Bahar geldi gelmesine ama penceremin önü hala bomboş. Fesleğen alacağım bir de ihmalkarlığa en az benim kadar dayanabilecek bir çiçek. Vardır böyle inatçı çiçekler, onları öldürmek ayrı bir çaba ister.

-Şunun adı ne?
-Çuha
Peki ya şu?
-Mine.
-Çok güzel görünüyorlar. Bunu alayım ben.         
                   
 Bir gece ansızın mor çiçeklerle kapılara dayanacak olursam, hazırlıklı olmalıyım diyorum kendime.  İnatçı çiçekler varlar var olmasına da böyle kapılar kaldı mı bu şehirde? Şarkısız, şiirsiz yaşamayı başaramayacak mıyım?

-Ne yaptı?
- 4 lira.

"Teşekkür ederim Orhan" diyorum.  Adamın yüzünde adımı nerden biliyor bu herif der gibi bir ifade oluşuyor. Hikayeyi ben yazıyorum da ondan diyemiyorum tabi. Tam o sırada, tanıdığım bir ses merhaba diyor. Günlerdir bu merhabayı bekliyorum. Başımı çeviriyorum.
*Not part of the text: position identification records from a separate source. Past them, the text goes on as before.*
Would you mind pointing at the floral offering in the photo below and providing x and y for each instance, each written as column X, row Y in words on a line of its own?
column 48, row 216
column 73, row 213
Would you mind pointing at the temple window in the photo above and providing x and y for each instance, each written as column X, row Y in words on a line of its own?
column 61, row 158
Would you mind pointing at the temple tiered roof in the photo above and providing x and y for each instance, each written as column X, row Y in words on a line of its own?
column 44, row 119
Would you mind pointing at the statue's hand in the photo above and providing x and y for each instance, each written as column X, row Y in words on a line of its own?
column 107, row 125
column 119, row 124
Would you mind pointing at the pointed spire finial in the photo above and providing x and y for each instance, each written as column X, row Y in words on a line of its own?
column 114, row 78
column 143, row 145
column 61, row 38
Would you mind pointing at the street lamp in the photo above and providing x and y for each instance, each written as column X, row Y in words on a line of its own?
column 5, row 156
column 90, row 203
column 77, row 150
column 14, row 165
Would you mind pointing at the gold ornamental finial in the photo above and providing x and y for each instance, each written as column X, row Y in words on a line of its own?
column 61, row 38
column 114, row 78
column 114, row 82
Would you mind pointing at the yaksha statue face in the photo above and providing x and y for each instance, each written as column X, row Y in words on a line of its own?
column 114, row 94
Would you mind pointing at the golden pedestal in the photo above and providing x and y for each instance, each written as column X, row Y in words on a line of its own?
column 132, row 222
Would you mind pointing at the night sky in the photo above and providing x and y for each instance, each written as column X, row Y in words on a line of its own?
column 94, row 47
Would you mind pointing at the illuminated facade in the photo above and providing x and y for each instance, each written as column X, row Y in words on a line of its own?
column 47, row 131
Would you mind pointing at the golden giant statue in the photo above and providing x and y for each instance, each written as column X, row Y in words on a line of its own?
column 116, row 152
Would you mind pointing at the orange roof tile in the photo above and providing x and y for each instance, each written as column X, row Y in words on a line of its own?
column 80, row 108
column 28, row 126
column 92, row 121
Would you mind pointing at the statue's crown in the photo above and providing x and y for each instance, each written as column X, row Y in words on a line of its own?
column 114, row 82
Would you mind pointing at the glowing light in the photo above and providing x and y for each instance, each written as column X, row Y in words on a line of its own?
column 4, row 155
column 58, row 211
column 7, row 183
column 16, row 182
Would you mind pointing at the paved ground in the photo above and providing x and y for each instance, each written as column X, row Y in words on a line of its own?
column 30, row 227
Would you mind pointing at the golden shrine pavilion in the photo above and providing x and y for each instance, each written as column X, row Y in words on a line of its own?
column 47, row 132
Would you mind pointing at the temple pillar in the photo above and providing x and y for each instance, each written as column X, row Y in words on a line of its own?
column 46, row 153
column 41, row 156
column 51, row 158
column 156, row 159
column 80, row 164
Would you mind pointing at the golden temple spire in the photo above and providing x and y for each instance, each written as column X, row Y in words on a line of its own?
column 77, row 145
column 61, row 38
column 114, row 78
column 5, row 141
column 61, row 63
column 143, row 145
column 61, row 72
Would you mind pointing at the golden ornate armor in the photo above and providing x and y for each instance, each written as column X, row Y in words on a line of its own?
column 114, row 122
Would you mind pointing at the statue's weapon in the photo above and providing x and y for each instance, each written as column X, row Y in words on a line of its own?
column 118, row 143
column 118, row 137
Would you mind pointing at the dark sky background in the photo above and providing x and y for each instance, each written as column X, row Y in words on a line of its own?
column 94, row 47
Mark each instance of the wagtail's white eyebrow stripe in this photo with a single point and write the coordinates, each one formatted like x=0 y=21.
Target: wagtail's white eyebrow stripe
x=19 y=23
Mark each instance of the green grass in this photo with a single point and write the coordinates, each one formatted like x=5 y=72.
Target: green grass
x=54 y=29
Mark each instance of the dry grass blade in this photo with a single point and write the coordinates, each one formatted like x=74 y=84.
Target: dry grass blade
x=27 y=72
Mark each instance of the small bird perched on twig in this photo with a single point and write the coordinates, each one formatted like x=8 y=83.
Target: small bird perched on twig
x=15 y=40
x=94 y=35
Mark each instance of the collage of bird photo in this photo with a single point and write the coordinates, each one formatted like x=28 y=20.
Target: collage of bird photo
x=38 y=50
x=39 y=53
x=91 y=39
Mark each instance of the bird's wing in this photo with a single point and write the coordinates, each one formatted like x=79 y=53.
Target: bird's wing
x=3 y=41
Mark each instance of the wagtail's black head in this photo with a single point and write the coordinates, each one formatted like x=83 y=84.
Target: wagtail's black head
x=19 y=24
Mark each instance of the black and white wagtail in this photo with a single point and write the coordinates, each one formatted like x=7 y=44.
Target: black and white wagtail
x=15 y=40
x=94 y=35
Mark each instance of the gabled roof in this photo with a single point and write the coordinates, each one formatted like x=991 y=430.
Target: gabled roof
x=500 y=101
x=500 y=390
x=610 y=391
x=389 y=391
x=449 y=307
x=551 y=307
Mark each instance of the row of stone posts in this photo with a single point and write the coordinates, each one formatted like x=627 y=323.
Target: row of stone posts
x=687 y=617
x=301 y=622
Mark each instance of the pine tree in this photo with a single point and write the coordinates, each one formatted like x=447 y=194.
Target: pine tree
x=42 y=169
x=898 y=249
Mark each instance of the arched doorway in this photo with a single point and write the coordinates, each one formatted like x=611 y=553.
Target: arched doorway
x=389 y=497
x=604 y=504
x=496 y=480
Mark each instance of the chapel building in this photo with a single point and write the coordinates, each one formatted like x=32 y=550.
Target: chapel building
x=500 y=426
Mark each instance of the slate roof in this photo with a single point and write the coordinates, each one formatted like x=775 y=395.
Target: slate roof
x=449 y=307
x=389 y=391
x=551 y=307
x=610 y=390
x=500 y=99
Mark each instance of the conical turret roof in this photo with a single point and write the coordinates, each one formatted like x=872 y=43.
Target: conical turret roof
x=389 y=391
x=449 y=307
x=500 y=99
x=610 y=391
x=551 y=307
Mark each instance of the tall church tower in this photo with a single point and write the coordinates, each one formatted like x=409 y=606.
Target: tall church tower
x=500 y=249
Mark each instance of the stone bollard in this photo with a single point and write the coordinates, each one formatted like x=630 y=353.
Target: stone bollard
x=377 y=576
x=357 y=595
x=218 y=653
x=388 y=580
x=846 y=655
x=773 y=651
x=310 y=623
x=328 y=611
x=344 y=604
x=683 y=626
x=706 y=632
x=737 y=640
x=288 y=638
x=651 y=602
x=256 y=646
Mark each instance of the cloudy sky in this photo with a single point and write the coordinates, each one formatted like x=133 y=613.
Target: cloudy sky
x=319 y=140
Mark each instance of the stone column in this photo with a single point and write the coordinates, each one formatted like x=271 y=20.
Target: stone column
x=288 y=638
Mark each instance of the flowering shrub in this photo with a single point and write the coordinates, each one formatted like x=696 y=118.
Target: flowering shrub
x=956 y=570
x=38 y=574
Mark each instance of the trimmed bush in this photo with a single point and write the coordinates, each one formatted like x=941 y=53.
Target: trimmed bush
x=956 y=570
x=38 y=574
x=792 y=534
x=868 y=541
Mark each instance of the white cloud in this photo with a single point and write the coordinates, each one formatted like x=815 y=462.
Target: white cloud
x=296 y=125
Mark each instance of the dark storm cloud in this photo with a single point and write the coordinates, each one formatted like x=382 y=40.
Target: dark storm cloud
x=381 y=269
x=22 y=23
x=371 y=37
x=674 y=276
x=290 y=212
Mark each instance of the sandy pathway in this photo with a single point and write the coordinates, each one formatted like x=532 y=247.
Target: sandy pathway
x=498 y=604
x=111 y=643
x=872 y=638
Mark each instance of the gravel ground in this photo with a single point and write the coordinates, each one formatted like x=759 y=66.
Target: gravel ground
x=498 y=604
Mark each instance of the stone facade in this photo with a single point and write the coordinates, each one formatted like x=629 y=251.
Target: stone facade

Boynunda mavi bir fular var. Fular takıp pazara gelmiş. Yoksa saklamak istediği bir yarası mı var? Yok canım, kim onun canını acıtabilir? Papucumu bana ters giydirmiyor mu? Ona yakışır hep böyle mavi fularlar. Onun sesini duyduğum zaman donup kalacak ya da elimdeki erik poşetini yere düşürecek kadar aşık değilim henüz. Hem erikler yerde yuvarlanacak filmlerdeki gibi romantizme boyanmış görüntüler oluşacak. Sahi, sevda hangi renktir? Daha çok kara. Şimdi bana kızmayın, ya seviyorsundur ya  sevmiyorsundur, bu işin ortası mı olur demeyin.  Sütten ağzı yanan yoğurdu üfleyerek yer derim size. Gün gelir yoğurt da can yakabilir, ekşiyebilir tadı. Ama orası ayrı bir mesele. O an zamanı durdurabilsem, kendi kendime neler anlatacağım daha. Ancak henüz zamanı durdurabilecek güce sahip değilim. Merhabayı karşılayamadan ben, hemen anlatmaya başlıyor. 

-Bir kaç gün önce aramışsın. Özür dilerim açamadım. Çalışmaya başladım. Eve ancak 3'te 4'te gelebiliyorum. Henüz kitabı bitiremedim, ama bak, çantamda.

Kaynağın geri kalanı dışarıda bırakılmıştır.